1
votes

I want to use scrapy in a larger project, but I am unsure how to pass args like name,start_urls,and allowed_domains. As I understand it name,start_urls,and allowed_domains variables are settings for process.crawl, but I am not able to use self.var like I have with line- site = self.site since self obviously isn't defined there. There is also the problem of the proper way to return. At the end of the day I just want a way to crawl all urls on a single domain from within a script.

import scrapy
from scrapy.spiders import CrawlSpider, Rule
from scrapy.linkextractors import LinkExtractor
from urllib.parse import urlparse
from scrapy.crawler import CrawlerProcess
#from project.spiders.test_spider import SpiderName
from scrapy.utils.project import get_project_settings

process = CrawlerProcess(settings={
    'USER_AGENT': 'Mozilla/4.0 (compatible; MSIE 7.0; Windows NT 5.1)'
})

crawledUrls = []
class MySpider(CrawlSpider):
    name = 'spider_example_name'
    
    def __init__(self,site):
        self.site=site
    
    site = self.site
    domain = urlparse(site).netloc
    start_urls = [site]
    allowed_domains = [domain]
    
    rules = (
        Rule(LinkExtractor(unique=True), callback='parse_item', follow=True),
    )

    def parse_item(self, response):
        #I think there is a way to do this with yeild
        print(self.site)
        crawledUrls.append(response.url)

def main():
    spider = MySpider('http://quotes.toscrape.com')
    process.crawl(spider)
    process.start() # the script will block here until the crawling is finished
    print("###########################################")
    print(len(crawledUrls))
    print(crawledUrls)
    print("###########################################")
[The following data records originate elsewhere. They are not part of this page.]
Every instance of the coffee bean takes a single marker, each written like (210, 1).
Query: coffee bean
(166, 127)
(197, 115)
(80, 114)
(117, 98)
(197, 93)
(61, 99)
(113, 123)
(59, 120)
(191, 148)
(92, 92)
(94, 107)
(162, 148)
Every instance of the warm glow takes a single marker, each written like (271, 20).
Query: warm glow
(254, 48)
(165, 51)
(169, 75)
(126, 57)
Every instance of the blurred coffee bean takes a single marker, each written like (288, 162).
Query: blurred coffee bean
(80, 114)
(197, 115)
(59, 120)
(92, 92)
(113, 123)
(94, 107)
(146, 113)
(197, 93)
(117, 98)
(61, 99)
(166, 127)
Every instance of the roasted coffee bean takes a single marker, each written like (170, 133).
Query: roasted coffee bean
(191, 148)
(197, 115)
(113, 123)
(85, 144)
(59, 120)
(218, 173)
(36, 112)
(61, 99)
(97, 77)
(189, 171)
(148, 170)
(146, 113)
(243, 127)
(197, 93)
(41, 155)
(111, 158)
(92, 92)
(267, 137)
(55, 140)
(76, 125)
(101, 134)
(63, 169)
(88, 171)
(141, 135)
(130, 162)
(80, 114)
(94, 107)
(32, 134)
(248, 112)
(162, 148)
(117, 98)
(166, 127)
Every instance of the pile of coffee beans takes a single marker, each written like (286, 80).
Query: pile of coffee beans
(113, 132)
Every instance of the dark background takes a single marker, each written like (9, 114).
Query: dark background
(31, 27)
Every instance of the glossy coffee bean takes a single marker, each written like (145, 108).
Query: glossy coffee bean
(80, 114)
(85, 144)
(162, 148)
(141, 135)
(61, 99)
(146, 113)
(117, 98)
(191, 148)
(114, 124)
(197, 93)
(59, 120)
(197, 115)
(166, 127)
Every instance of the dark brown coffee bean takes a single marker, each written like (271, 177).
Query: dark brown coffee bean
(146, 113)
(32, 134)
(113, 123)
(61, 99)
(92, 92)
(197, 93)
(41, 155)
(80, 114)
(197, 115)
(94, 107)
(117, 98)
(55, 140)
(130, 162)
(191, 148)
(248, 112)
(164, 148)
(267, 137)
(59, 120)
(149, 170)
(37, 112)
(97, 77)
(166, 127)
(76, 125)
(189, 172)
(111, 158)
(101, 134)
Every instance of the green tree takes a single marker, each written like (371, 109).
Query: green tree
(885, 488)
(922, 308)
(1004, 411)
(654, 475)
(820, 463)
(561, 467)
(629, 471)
if __name__ == "__main__":
    main()
1

1 Answers

1
votes

See this comment on the scrapy github: https://github.com/scrapy/scrapy/issues/1823#issuecomment-189731464

It appears you made the same mistakes as the reporter in that comment, where

  1. process.crawl(...) takes a class, not instance, of Spider
  2. params can be specified within the call to process.crawl(...) as keyword arguments. Check the possible kwargs in the Scrapy docs for CrawlerProcess.

So, for example, your main could look like this:

def main():
    process.crawl(
        MySpider,
        start_urls=[
            "http://example.com", 
            "http://example.org"
    )
    process.start()
    ...